In successful face-to-face communication, a message is translated into a sound wave, which is transmitted through the air and translated back to the original message when it is heard by the other party.

The model consists of five basic components: a source, a transmitter, a channel, a receiver, and a destination. The source of information is usually a person and decides which message to send. The message can take various forms, such as a sequence of letters, sounds, or images. The transmitter is responsible for translating the message into a signal. To send the signal, a channel is required. Channels are ways of transmitting signals, like light, sound waves, radio waves, and electrical wires. The receiver performs the opposite function of the transmitter: it translates the signal back into a message and makes it available to the destination. The destination is the person for whom the message was intended.

Shannon and Weaver focus on telephonic conversation as the paradigmatic case of how messages are produced and transmitted through a channel. But their model is intended as a general model that can be applied to any form of communication. For a regular face-to-face conversation, the person talking is the source, the mouth is the transmitter, the air is the channel transmitting the sound waves, the listener is the destination, and the ear is the receiver. In the case of a landline phone call, the source is the person calling, the transmitter is their telephone, the channel is the wire, the receiver is another telephone and the destination is the person using the second telephone. To apply this model accurately to real-life cases, some of the components may have to be repeated. For the telephone call, for example, the mouth is also a transmitter before the telephone itself as a second transmitter.

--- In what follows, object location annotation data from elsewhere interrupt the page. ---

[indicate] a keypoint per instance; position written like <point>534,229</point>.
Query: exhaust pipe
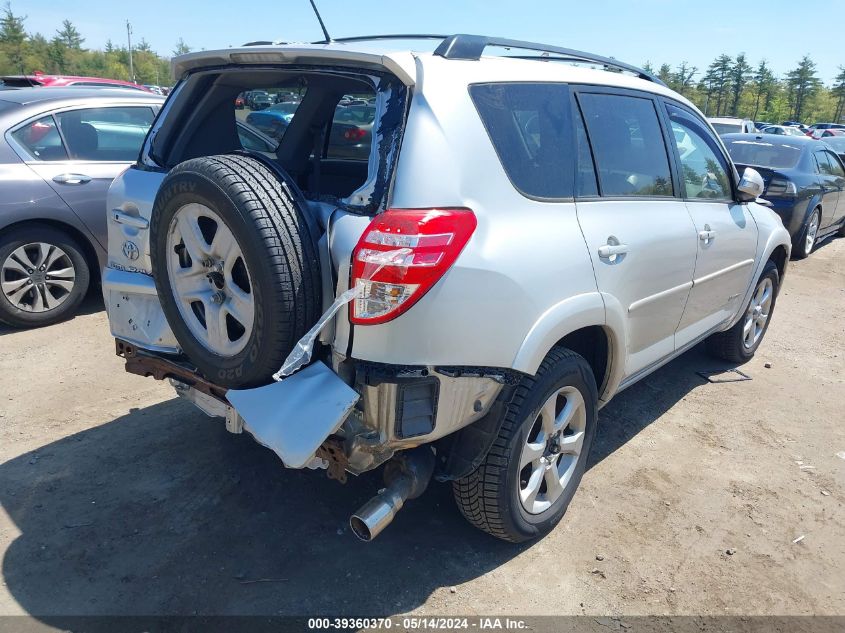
<point>406,477</point>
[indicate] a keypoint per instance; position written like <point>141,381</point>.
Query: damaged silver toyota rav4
<point>439,263</point>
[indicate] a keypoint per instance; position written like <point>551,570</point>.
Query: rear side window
<point>529,125</point>
<point>41,139</point>
<point>627,144</point>
<point>113,134</point>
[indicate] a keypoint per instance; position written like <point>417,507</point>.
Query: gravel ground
<point>700,499</point>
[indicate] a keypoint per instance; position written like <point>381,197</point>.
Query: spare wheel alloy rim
<point>37,277</point>
<point>210,280</point>
<point>552,450</point>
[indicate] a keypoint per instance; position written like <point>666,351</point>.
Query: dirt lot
<point>118,499</point>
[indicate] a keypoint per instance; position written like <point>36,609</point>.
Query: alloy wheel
<point>210,280</point>
<point>551,450</point>
<point>758,313</point>
<point>37,277</point>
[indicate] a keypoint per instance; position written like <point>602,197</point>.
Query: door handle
<point>136,222</point>
<point>72,179</point>
<point>606,251</point>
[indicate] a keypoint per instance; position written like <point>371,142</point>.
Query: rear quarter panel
<point>508,297</point>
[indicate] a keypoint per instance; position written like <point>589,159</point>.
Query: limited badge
<point>130,250</point>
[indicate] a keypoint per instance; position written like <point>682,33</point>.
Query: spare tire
<point>236,266</point>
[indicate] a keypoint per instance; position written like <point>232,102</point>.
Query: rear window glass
<point>780,155</point>
<point>264,114</point>
<point>529,126</point>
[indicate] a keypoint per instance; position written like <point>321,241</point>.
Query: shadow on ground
<point>162,512</point>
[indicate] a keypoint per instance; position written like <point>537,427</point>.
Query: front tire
<point>739,344</point>
<point>524,485</point>
<point>43,276</point>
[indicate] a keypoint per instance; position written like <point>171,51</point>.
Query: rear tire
<point>30,296</point>
<point>739,344</point>
<point>497,497</point>
<point>236,267</point>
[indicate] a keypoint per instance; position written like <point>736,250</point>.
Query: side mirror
<point>751,185</point>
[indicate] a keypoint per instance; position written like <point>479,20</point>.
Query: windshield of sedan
<point>764,154</point>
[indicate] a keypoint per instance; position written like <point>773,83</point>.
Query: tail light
<point>781,187</point>
<point>401,255</point>
<point>354,134</point>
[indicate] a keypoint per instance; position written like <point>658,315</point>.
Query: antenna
<point>322,25</point>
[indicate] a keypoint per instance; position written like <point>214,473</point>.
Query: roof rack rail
<point>471,47</point>
<point>373,38</point>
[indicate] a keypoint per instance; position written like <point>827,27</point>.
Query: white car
<point>523,239</point>
<point>732,125</point>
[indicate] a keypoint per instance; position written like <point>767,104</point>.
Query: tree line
<point>63,53</point>
<point>732,86</point>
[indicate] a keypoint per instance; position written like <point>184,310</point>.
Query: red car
<point>62,81</point>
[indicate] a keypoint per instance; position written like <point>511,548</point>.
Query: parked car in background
<point>826,132</point>
<point>782,130</point>
<point>837,144</point>
<point>39,80</point>
<point>351,133</point>
<point>258,99</point>
<point>477,321</point>
<point>60,150</point>
<point>797,124</point>
<point>804,181</point>
<point>273,120</point>
<point>827,126</point>
<point>730,125</point>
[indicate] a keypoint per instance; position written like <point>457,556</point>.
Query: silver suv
<point>513,241</point>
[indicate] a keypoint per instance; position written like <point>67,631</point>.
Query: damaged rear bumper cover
<point>314,419</point>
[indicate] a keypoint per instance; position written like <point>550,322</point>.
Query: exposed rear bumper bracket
<point>143,364</point>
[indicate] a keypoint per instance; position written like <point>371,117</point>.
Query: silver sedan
<point>60,151</point>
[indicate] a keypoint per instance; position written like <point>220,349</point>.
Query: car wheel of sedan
<point>522,488</point>
<point>43,276</point>
<point>740,342</point>
<point>807,237</point>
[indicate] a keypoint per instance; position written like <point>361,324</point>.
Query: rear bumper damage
<point>315,419</point>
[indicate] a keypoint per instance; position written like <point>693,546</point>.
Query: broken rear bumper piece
<point>314,419</point>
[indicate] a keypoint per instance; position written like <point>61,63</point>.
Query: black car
<point>804,178</point>
<point>837,144</point>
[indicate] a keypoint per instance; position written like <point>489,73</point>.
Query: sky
<point>634,31</point>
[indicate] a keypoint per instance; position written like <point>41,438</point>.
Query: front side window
<point>703,168</point>
<point>529,126</point>
<point>41,139</point>
<point>627,144</point>
<point>111,134</point>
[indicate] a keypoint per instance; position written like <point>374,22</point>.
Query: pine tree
<point>803,84</point>
<point>181,48</point>
<point>739,76</point>
<point>838,91</point>
<point>69,36</point>
<point>13,37</point>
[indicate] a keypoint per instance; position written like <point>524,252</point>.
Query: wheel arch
<point>581,324</point>
<point>88,249</point>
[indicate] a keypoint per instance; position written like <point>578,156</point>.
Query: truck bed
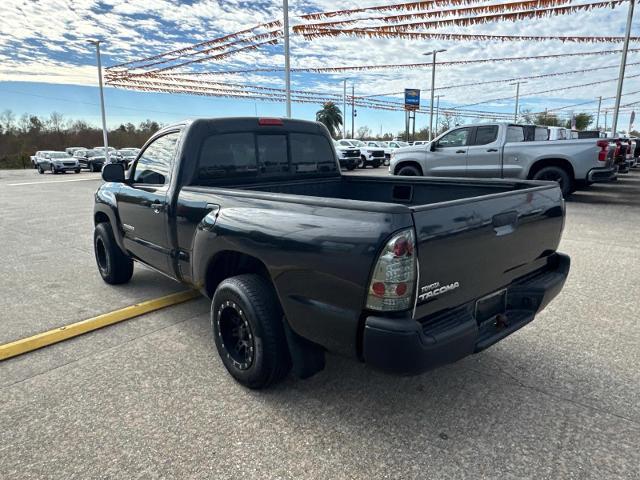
<point>409,191</point>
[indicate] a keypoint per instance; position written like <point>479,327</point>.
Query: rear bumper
<point>406,346</point>
<point>603,174</point>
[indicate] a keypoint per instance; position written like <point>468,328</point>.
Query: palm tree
<point>330,116</point>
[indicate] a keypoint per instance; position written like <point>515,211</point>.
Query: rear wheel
<point>114,266</point>
<point>409,171</point>
<point>247,327</point>
<point>556,174</point>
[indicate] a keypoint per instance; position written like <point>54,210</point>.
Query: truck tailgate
<point>470,248</point>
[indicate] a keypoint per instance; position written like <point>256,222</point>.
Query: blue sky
<point>46,64</point>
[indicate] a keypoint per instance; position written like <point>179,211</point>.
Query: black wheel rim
<point>552,177</point>
<point>101,255</point>
<point>236,335</point>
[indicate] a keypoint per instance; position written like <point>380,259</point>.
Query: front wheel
<point>114,266</point>
<point>248,331</point>
<point>556,174</point>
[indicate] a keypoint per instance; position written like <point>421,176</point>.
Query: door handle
<point>157,207</point>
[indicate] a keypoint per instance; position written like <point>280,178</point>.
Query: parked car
<point>498,150</point>
<point>370,156</point>
<point>91,159</point>
<point>57,162</point>
<point>348,157</point>
<point>71,150</point>
<point>385,148</point>
<point>126,156</point>
<point>300,260</point>
<point>39,156</point>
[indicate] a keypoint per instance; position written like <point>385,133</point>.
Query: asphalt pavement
<point>149,398</point>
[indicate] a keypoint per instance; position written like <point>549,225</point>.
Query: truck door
<point>484,155</point>
<point>142,203</point>
<point>448,157</point>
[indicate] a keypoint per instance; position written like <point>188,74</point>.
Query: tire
<point>409,171</point>
<point>557,174</point>
<point>246,319</point>
<point>114,266</point>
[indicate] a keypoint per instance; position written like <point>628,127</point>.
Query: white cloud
<point>44,40</point>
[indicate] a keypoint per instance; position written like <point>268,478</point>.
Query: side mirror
<point>113,172</point>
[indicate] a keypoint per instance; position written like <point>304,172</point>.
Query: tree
<point>330,116</point>
<point>363,132</point>
<point>583,120</point>
<point>547,119</point>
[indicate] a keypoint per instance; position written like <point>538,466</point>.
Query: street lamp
<point>104,120</point>
<point>344,106</point>
<point>433,86</point>
<point>515,113</point>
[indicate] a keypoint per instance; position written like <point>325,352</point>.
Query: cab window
<point>457,138</point>
<point>154,165</point>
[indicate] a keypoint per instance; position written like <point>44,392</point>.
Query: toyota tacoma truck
<point>404,274</point>
<point>501,150</point>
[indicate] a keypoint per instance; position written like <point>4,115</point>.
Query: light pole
<point>433,86</point>
<point>438,110</point>
<point>287,64</point>
<point>515,114</point>
<point>104,119</point>
<point>344,107</point>
<point>623,64</point>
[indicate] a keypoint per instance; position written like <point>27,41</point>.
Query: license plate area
<point>490,306</point>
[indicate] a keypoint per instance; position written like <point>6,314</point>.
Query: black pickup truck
<point>404,274</point>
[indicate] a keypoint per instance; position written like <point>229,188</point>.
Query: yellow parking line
<point>44,339</point>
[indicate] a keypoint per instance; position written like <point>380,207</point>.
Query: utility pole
<point>353,111</point>
<point>287,63</point>
<point>104,117</point>
<point>623,64</point>
<point>433,86</point>
<point>515,113</point>
<point>437,111</point>
<point>344,108</point>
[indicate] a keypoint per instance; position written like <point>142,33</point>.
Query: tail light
<point>604,148</point>
<point>394,276</point>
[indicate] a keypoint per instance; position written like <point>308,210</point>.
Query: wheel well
<point>552,162</point>
<point>229,264</point>
<point>100,217</point>
<point>409,163</point>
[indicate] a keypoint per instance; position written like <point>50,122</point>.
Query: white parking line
<point>54,181</point>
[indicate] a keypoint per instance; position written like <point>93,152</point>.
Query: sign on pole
<point>411,99</point>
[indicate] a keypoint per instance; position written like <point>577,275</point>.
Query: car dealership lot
<point>150,398</point>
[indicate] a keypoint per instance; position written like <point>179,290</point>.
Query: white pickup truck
<point>499,150</point>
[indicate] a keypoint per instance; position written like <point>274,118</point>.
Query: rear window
<point>241,155</point>
<point>227,155</point>
<point>515,134</point>
<point>486,134</point>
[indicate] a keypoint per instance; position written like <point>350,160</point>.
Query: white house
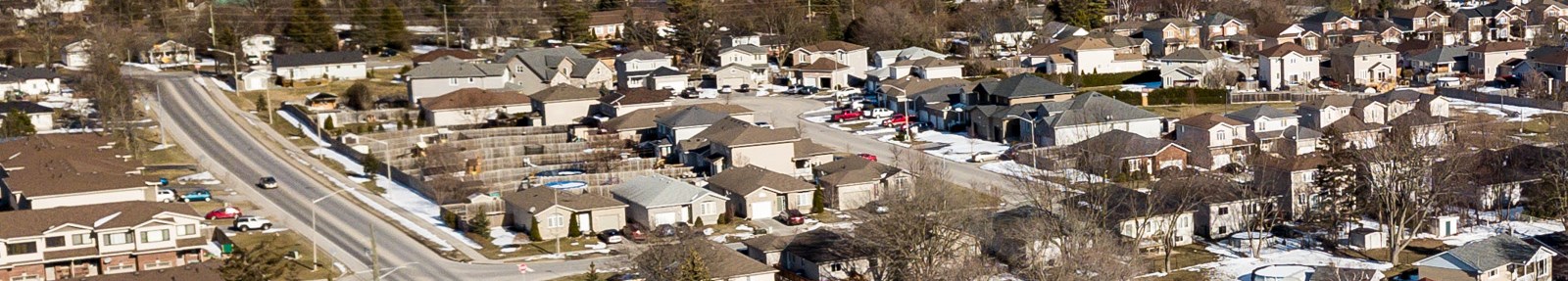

== Problems of communication ==
Shannon and Weaver identify and address problems in the study of communication at three basic levels: technical, semantic, and effectiveness problems (referred to as levels A, B, and C). Shannon and Weaver hold that models of communication should provide good responses to all three problems, ideally by showing how to make communication more accurate and efficient. The prime focus of their model is the technical level, which concerns the issue of how to accurately reproduce a message from one location to another location. For this problem, it is not relevant what meaning the message carries. By contrast, it is only relevant that the message can be distinguished from different possible messages that could have been sent instead of it.

Semantic problems go beyond the symbols themselves and ask how they convey meaning. Shannon and Weaver assumed that the meaning is already contained in the message but many subsequent communication theorists have further problematized this point by including the influence of cultural factors and the context in their models. The effectiveness problem is based on the idea that the person sending the message has some goal in mind concerning how the person receiving the message is going to react. In this regard, effectivity means that the reaction matches the speaker's goal.The problem of effectivity concerns the question of how to achieve this. Many critics have rejected this aspect of Shannon and Weaver's theory since it seems to equate communication with manipulation or propaganda.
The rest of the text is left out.